New York Times columnist David Brooks, who was the Rice University commencement speaker in 2011, makes the same point when he describes the rise of the “relational economy.” Computers are doing more and more of the cognitive tasks that used to be accomplished by lawyers and financial analysts–but they fail dismally compared to humans when it comes to handling a position of authority or accountability, or being part of a team. “Empathy becomes a more important workplace skill: the ability to sense what another human being is feeling or thinking” (4 Sept. 2015).
Here’s Tomlinson again: “Empathy is not mollycoddling, and it’s not a synonym for sympathy. It’s not solving someone’s problems for them or feeling pity...Empathy is an advanced communication skill that requires...understand[ing] the other person’s perspective by identifying his or her problems, needs, feelings, thoughts and values.”

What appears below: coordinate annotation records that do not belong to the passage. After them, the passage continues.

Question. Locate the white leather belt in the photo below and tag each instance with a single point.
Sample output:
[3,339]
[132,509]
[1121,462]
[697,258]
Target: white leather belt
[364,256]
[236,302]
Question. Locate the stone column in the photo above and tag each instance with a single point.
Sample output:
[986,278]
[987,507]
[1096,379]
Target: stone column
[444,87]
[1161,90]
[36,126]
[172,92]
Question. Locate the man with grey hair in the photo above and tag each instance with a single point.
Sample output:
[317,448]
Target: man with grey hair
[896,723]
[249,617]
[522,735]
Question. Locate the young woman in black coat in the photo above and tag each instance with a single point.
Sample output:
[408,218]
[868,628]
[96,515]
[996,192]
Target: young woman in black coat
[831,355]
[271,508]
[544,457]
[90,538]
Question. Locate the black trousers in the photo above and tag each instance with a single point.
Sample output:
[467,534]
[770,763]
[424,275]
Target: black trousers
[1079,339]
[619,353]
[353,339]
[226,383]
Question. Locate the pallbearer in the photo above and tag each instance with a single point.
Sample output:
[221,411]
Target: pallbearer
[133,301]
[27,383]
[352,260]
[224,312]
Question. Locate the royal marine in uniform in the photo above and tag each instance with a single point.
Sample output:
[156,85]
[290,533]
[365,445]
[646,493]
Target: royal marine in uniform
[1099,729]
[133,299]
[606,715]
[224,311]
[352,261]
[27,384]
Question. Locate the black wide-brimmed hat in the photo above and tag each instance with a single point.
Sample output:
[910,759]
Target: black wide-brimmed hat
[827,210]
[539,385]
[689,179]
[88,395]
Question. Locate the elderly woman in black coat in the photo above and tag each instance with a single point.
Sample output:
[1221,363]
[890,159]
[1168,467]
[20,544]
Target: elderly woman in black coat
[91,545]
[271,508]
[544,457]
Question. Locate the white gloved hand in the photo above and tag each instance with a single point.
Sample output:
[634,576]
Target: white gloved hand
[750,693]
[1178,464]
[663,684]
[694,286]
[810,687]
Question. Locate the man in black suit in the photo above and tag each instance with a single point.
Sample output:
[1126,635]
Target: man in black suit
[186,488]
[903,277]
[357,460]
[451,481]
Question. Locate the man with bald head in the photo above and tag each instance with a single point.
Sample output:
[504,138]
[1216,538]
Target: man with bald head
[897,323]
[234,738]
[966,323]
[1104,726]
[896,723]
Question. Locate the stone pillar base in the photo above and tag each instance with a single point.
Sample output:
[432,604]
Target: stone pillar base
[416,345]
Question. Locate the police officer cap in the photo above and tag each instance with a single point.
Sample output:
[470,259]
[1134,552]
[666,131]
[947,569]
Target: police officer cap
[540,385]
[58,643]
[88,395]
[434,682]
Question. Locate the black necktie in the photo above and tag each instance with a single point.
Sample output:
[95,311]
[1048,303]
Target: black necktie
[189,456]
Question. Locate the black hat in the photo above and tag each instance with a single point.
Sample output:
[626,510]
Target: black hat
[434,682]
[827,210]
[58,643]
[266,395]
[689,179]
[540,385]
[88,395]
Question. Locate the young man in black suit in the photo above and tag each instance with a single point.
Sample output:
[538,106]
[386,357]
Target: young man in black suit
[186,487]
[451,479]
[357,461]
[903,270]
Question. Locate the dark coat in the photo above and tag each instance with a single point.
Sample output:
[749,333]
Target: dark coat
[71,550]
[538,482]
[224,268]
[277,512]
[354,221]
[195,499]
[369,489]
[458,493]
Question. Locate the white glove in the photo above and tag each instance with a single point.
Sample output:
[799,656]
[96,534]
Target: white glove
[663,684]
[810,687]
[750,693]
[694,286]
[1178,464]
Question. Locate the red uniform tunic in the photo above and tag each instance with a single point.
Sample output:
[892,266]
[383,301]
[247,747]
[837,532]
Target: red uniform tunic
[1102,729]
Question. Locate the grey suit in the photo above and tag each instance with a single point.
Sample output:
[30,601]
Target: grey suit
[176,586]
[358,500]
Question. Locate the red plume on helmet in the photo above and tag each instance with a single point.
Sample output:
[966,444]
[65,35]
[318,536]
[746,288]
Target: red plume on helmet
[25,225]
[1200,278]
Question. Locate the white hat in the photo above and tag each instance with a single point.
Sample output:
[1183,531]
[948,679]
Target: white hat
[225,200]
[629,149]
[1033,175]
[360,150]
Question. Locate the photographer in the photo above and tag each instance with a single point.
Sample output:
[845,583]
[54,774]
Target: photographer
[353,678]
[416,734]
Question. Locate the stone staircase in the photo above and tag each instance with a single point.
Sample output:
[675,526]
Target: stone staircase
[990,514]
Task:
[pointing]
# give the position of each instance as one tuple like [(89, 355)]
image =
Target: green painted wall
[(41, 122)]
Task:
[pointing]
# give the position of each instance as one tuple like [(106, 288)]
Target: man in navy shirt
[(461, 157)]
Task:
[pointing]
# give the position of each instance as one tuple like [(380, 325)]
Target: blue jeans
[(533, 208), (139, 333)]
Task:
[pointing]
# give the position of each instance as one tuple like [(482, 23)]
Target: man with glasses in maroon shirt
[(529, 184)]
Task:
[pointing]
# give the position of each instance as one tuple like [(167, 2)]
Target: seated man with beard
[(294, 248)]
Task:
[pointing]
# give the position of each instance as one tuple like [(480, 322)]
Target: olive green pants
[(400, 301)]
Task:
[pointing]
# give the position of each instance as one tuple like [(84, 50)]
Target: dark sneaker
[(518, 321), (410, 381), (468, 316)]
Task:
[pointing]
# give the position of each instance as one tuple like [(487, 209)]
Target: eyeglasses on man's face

Sound familiar? In Leadership Communication, we call it audience analysis. You know the mantra: “Business communication is goal-oriented and receiver-focused.” The best business communicators try very hard to know what their receivers are thinking, feeling, and worrying about. This knowledge (which, again, is not the same thing as sympathy) shapes how they communicate.
The last word on empathy I’ll leave to a Houston physician, internist, hospitalist, and essayist, Dr. Ricardo Nuila spoke at a Rice TEDx event about the importance of paying attention to patients’ stories. Inevitably, empathy came up: “Teaching doctors to empathize,” he said, “is modern medicine’s Higgs boson [the elusive “God particle” of subatomic physics] – how do we keep our doctors competent and simultaneously empathetic? . . . This is the essence of empathy: using your brain to extend yourself into someone else’s story” (14 February 2015).
The problem with empathy is the assumption that it’s mostly about flexing your emotional muscles–but it’s not. It’s about using your brain.